Dahdouh told RSF that he tried contacting WhatsApp to question the decision to block his account but never obtained any response. His account was nonetheless restored three days later, after Al Jazeera headquarters in Doha interceded on his behalf.
This is not the first time that Palestinian journalists have been stripped of access to WhatsApp at a time when many news events are taking place and following developments as they happen is crucial.
In November 2019, during an Israeli counter-offensive in response to rocket fire by Islamic Jihad, the WhatsApp accounts of BBC in Arabic bureau chief Rushdi Abu Alouf, freelance photojournalist Nahed Mansour, Eye Media reporter Jihad Baroud, Smart Media reporter Alaa Abu Mohsen, AFP photographer Said Khatib, and Mostafa Haboush, a photojournalist with the Turkish news agency Anadolu, were all blocked in similar circumstances.

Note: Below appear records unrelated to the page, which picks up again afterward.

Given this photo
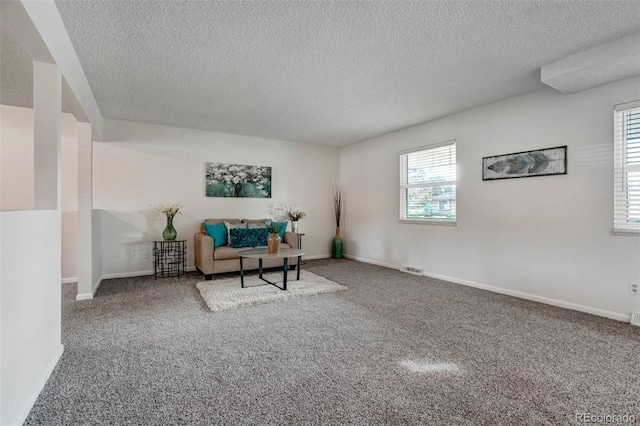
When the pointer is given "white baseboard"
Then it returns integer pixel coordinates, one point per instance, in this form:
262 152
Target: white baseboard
373 262
138 273
535 298
519 294
87 296
316 257
22 414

“This new wave of bans on journalists shows that the algorithms used by WhatsApp to moderate groups are flawed,” said Iris de Villars, the head of RSF’s Tech Desk. “We urge WhatsApp to be more transparent about its reasons for blocking users and to improve its existing appeal mechanisms so that journalists who rely on WhatsApp to share information can quickly recover access to their accounts.”
Sabrina Bennoui, the head of RSF’s Middle East desk added: “As well as WhatsApp, Palestinian journalists are liable to find themselves being blocked when using other digital tools – a situation that does not exist anywhere else in the Middle East. Covering a conflict involves accessing content that is violent or comes from armed groups. This should not turn these journalists into the targets of indiscriminate moderation policies that effectively censor them.”
According to Sada Social, a Palestinian platform that monitors social media account deletions, 20 WhatsApp accounts were arbitrarily blocked in May 2021, while 80 were arbitrarily blocked during the previous Israeli military operation in November 2019 – these blockings affecting not only Palestinians in the Gaza Strip but also in the West Bank and diaspora. Sada Social reports that more than a thousand Palestinian Facebook, Instagram, Twitter and YouTube accounts were blocked in 2020.
When contacted by RSF, WhatsApp attributed the account blocking to moderation errors and denied any form of censorship.
“We ban accounts to comply with applicable law and with our policies to prevent harm,” WhatsApp said. “In this case, a number of journalists were inadvertently impacted and we worked quickly to reinstate their accounts. WhatsApp is relied upon by journalists around the world and the last thing we want to do is make it harder for them to do their valuable and important work.”
WhatsApp’s rules on usage are in line with US legislation, which requires it to block an account immediately if used to circulate child pornography or any content promoting terrorism as well as groups representing designated terrorist organisations, for example. As WhatsApp has no access to its encrypted chats, it uses algorithms that scan non-encrypted information including the names of individual users and user groups, their descriptions and their profile photos. And these algorithms may have decided to ban accounts held by journalists who are members of chat groups operated by Hamas representatives.
Malicious reporting is another possibility. You can join a private WhatsApp by group by adding existing members to your contacts and by sending invitation links. Any outsider can get into a group and then report it. Government intelligence agencies or the supporters of certain movements sometimes use "mass reporting” to manipulate algorithms into closing accounts.
Israel and Palestine are ranked 86th and 132nd respectively in RSF's 2021 World Press Freedom Index.